Het koninkrijk van de Vader, net als het koninkrijk van God, drukt een veel weidser en hoger, blijvender begrip uit dan algemeen verbonden wordt met de term koninkrijk. "Het koninkrijk van de hemelen" schijnt strikt beperkt te zijn tot de heerschappij van Christus tijdens de dag van de Heer, in het millennium. Zelfs op dat moment schijnt het dat het koninkrijk van de Vader alleen hen omvat die door Zijn geest zijn verwekt, de getrouwen die Zijn zorg en voorzienigheid erkennen en waarderen. Tijdens de aionen omarmt het koninkrijk van de Vader een voortdurend toenemend gezelschap, inclusief hen die slechts proberen Zijn wil te doen. Maar aan het eind van de aionen, wanneer de dood zal zijn afgeschaft en allen met God zijn verzoend, wordt het koninkrijk overgedragen aan God, de Vader, en alle schepselen zullen onder Zijn weldadige, vaderlijke heerschappij komen. Het gebed dat onze Heer leerde aan Zijn discipelen was geen oproep om Israel boven de natiën te plaatsen, een koninkrijk waar de verdorven Farizeeën naar verlangden, maar om die hogere, geestelijke heerschappij, die geleidelijk zal groeien, totdat ze het hele menselijk ras zal omarmen.

Uw wil geschiedde.

Het koninkrijk bestaat voornamelijk uit het doen van Zijn wil. In feite is er geen noodzaak voor welke heerschappij dan ook, zolang er maar eenstemmigheid is. Zo zou het moeten zijn in het geval van allen die geleid worden door Gods geest. En zo zal het ook zijn, wanneer alle soevereiniteit en gezag en macht teniet gedaan zal zijn bij de voleinding(1Kor. 15:23,24). De discipelen werd opgedragen met dat doel voor ogen te bidden. We kunnen vragen: waarom zouden zij er voor bidden, als God al heeft bepaald dat het zo zal zijn en zeker Zijn plan op het juiste moment zal uitwerken, mogelijk in de verre toekomst? Hun gebed werd toch niet "beantwoord"? Vanuit hun standpunt gezien misschien niet, maar het wordt in hun geval al beantwoord, want hun gebed zelf en de verlangens die het wakker maakt in hun harten, zullen hen er toe brengen de wil van de Vader te doen. En het zal volledig en perfect vervuld worden in hun toekomstige ervaring in de opstanding, wanneer zij het koninkrijk geleidelijk zien uitdijen, heel Israel en heel de mensheid omvattend, en tenslotte iedere geest in het universum.

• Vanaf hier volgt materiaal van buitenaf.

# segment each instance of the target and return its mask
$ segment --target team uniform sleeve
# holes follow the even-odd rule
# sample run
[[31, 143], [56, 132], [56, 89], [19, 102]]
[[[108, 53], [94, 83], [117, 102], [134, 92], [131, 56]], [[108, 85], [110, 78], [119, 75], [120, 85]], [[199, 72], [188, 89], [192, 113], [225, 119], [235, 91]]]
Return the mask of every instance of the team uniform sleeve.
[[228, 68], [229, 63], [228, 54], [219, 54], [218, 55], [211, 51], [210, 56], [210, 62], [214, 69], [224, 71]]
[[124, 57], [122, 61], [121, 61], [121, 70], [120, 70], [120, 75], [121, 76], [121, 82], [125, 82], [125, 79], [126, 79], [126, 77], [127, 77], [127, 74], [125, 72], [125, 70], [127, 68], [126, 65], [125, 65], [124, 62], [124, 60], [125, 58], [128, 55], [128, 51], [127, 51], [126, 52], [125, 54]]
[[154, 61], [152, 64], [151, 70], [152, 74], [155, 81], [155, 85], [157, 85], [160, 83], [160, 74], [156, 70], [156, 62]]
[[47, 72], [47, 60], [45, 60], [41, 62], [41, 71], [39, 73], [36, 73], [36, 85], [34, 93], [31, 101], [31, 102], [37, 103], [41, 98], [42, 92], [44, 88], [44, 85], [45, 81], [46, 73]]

De zinsnede "zoals in de hemel, zo ook op Aarde" levert ons een oppervlakkig probleem. Vanaf de dagen van Job (Job 1:6-12), tot Satan met zijn boodschappers uit de hemel wordt geworpen(Openb. 12:7-9), zou het er op lijken dat Gods wil in de hemel niet gedaan wordt, en daarom schijnt het ook niet veel zin te hebben om hetzelfde voor de Aarde te vragen. Maar dit gebed werd gegeven op een moment toen het koninkrijk al zeer nabij was, en de juiste verwachting van hen die het evangelie van het koninkrijk aanvaard hadden, was dat de komst zonder veel uitstel zou komen. Dit gebed opent inderdaad met deze gedachte. Daarom levert de context de juiste aanpassing, dat wil zeggen, wanneer het koninkrijk komt, dan zal Uw wil gedaan worden, zoals in de hemel, zo ook op Aarde. Dit is in volledige overeenkomst met de feiten. Nadat Satan en zijn boodschappers uitgeworpen zijn, voordat het koninkrijk opgezet wordt, mogen wij aannemen dat Gods wil in de hemel gedaan zal worden. Het gebed is dat dit dan ook op Aarde het geval zal zijn. En dit zal geleidelijk aan zo zijn, steeds meer, speciaal na Satans laatste opstand, en ten volle na de voleinding.

In de bijstand.

Sommigen van ons zullen het idee niet erg op prijs stellen, maar feitelijk zijn we allemaal "in de bijstand." Zonder de aan ons door God gegeven mogelijkheden, zouden wij nooit het brood kunnen verdienen dat nodig is om onze lichamen te onderhouden. Zonder twijfel zal dit duidelijk aangetoond worden in het koninkrijk, want dan zal God de natuurlijke krachten controleren die voedsel voortbrengen, zodat allen zullen weten Wie zij moeten danken voor hun voedsel, en voor iedere goed geschenk zal er lof naar Hem uitgaan. Het woord dat hier wordt gebruikt en wij weergeven met bijstand, is epiousion, OP-ZIJNDE. De King James vertaalt het met "daily" (dagelijks), maar er zit geen gedachte aan tijd in. Misschien kan ons taalgebruik: "dat wat wordt uitgedeeld aan iedereen", het beste de gedachte overbrengen. Van het werkwoord delen krijgen we het zelfstandignaamwoord deel, wat in het weidser gebruik een deel beschrijft. Het schijnt bijzonder passend in dit gebed, waar de ontvanger naar de uiteindelijke Gever van alle goede dingen gaat voor zijn deel voor die dag.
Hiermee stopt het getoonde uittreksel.